И он рассказал, как идет, маленький, по бордюру, между тротуаром и дорогой, вокруг лужи, но виден и асфальт, ему весело, солнышко отражается в лужах, слепит глаза, и вдруг асфальт исчезает, вокруг, насколько хватает глаз, вода, берега нет, и хотя вода спокойна, а бордюр довольно широк, две ступни - он знает, что тут глубоко, очень глубоко. Страшно, но кричать почему-то нельзя, надо только идти вперед, это спасет, должно спасти, он начинает спешить и чуть не срывается в воду. Тогда он умеряет шаг, идет неторопливо, но упрямо, а дорожка, эта стенка в глубокой воде все не кончается, и он теряет надежду, теряет надежду...
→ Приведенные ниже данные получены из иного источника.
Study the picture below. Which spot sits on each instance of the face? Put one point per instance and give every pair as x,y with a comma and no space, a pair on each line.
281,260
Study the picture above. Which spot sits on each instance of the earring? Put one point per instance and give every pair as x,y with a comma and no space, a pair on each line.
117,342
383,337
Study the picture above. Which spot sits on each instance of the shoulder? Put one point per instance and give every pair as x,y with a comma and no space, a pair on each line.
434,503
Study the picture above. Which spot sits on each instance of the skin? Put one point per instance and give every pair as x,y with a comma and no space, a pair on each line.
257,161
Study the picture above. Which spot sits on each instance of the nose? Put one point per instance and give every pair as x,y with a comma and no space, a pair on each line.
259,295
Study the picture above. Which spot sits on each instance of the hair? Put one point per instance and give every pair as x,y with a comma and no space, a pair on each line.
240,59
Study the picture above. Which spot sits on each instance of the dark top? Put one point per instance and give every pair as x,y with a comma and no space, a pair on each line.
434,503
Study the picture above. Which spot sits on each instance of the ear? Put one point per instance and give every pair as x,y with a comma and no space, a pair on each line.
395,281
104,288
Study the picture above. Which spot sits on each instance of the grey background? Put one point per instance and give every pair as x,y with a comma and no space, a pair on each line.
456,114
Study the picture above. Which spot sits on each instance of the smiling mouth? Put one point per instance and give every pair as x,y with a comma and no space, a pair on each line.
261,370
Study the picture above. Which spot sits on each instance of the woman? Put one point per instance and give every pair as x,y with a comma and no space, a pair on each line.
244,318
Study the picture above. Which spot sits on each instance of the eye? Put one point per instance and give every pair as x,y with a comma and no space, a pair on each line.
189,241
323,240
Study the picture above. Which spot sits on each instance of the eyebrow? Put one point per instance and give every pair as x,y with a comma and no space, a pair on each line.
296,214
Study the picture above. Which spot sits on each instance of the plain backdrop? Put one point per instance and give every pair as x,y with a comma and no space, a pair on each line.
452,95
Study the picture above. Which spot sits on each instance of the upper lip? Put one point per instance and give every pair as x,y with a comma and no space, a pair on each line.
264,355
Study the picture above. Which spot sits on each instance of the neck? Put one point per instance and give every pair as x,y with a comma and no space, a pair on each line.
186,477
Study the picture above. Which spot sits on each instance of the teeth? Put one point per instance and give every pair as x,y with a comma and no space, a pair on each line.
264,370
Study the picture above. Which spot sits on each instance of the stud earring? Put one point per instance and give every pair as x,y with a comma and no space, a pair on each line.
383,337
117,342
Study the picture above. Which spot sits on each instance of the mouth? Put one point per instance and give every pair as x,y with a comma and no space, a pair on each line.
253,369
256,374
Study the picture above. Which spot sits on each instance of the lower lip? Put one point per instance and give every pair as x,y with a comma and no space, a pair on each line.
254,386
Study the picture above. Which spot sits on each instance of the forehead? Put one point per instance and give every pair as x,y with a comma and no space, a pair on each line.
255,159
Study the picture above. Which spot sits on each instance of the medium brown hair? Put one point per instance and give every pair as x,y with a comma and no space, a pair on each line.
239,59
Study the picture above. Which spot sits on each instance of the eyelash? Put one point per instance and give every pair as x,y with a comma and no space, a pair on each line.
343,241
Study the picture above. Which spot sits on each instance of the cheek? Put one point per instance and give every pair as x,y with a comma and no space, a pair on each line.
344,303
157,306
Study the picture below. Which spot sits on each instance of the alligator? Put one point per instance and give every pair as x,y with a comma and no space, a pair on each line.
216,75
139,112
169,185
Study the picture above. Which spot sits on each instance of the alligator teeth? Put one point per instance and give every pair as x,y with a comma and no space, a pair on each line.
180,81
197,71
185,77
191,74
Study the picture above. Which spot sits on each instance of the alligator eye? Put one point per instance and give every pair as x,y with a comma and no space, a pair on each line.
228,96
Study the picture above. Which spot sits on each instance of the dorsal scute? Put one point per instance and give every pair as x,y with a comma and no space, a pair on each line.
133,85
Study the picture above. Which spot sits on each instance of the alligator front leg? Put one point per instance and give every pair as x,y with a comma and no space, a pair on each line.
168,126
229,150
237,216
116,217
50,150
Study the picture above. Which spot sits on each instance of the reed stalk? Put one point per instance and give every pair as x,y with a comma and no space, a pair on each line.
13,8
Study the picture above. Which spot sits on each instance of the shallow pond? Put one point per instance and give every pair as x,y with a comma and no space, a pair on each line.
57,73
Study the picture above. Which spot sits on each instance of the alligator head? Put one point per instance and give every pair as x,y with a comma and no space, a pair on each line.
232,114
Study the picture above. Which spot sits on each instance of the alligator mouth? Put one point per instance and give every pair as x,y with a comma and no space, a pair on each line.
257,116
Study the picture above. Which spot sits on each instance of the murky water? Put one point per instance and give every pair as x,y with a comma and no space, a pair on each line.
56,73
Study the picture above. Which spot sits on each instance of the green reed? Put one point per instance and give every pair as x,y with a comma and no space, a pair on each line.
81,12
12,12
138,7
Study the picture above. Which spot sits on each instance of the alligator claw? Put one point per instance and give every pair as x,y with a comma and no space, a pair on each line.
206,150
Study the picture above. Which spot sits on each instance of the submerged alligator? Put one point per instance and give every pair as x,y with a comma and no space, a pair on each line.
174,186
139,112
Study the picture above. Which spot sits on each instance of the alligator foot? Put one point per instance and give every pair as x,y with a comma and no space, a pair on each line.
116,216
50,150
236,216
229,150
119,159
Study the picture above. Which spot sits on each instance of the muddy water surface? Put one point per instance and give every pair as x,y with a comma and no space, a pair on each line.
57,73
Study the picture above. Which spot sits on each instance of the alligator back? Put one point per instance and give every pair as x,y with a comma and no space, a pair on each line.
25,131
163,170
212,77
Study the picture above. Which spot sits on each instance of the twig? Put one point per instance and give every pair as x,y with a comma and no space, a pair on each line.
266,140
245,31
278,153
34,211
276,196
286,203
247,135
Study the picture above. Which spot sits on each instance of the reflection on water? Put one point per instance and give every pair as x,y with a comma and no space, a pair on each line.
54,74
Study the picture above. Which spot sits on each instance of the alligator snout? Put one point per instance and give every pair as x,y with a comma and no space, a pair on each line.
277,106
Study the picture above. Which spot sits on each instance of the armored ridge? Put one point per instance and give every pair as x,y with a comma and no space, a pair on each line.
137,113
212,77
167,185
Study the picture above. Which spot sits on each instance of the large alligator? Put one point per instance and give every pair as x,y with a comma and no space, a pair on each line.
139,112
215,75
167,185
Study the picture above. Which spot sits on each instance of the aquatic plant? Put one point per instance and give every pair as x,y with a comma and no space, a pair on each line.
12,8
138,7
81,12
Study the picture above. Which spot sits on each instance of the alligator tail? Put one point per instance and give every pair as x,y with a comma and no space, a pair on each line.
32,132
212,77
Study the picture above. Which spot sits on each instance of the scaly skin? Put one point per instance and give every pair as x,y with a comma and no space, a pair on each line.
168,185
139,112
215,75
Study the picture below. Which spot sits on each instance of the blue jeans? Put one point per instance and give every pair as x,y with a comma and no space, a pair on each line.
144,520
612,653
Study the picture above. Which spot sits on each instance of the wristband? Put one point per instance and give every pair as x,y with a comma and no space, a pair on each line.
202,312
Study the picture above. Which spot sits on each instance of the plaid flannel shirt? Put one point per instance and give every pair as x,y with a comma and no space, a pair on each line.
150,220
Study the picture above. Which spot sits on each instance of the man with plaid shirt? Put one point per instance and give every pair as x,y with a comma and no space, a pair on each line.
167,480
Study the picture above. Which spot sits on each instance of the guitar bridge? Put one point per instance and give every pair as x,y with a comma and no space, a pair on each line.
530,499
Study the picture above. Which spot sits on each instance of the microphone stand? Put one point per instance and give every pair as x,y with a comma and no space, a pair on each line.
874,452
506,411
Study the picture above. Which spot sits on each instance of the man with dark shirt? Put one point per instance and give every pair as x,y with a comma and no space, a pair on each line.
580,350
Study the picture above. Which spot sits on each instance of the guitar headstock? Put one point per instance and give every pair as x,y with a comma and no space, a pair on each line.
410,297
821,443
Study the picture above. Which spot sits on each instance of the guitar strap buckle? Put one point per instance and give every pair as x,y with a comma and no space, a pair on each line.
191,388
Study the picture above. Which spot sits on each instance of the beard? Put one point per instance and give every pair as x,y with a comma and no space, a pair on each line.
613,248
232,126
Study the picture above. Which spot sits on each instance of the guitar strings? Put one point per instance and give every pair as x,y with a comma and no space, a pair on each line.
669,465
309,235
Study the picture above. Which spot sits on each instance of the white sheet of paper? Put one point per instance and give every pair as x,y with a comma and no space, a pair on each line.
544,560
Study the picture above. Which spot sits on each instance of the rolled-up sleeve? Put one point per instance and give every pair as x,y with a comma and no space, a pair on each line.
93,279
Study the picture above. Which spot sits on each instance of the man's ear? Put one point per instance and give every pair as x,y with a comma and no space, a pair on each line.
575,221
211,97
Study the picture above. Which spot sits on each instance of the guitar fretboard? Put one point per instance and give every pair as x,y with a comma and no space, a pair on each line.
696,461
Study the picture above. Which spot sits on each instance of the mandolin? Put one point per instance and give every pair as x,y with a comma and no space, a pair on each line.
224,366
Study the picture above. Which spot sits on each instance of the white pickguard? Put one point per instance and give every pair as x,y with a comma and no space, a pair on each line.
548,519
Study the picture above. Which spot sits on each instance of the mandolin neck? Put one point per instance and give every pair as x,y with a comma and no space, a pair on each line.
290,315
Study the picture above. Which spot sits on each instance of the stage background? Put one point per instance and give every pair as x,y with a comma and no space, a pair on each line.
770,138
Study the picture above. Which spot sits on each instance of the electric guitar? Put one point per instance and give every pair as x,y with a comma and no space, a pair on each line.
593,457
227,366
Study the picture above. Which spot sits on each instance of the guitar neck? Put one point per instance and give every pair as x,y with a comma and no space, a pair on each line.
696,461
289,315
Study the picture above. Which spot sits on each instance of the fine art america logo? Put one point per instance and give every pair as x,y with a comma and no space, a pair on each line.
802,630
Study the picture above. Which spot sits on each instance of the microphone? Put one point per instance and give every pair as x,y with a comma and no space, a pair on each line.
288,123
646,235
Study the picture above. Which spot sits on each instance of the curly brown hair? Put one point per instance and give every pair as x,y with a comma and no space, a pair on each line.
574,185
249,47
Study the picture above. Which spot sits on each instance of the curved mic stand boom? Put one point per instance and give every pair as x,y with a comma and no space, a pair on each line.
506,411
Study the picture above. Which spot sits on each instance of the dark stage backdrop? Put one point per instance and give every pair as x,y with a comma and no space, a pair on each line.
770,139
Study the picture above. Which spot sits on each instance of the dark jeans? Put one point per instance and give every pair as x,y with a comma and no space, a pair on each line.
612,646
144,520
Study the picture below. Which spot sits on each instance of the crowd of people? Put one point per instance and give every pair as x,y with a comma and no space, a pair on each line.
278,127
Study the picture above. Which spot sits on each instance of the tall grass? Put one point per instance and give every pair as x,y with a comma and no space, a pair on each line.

Я гладила Игорька, трепала его волосы, сдерживая слезы, мне было смертельно жаль внука, но как можно помочь во сне?
– Ты просыпаешься, потеряв всякую надежду?
– спросила я.
– Да, меня что-то мучает, я пока не знаю что, но мучает. Как и тебя.
– Он повернулся ко мне. Спросил серьезно: - Что же нас мучает?
– Перестань!
– проворчала я.
– Мне простительно, я старуха, а ты еще слишком юн для суеверий.
Игорь улыбался, кивал головой, потом вдруг предложил:
– А давай я тебя прокачу на мотоцикле!
На мотоцикле? Я замахала руками, запричитала, но он оказался упорным человеком, и через полчаса мы с ним покатывались со смеху. На меня из зеркала глядела старуха в коричневых лыжных шароварах, на носу очки, а голова утонула в красном мотоциклетном шлеме.
Был теплый весенний вечер, всюду полно народу, и от меня требовалось немало мужества, чтобы на глазах у публики пересечь в своем чудовищном виде двор и взгромоздиться на мотоцикл. Но чего не сделаешь ради любимого!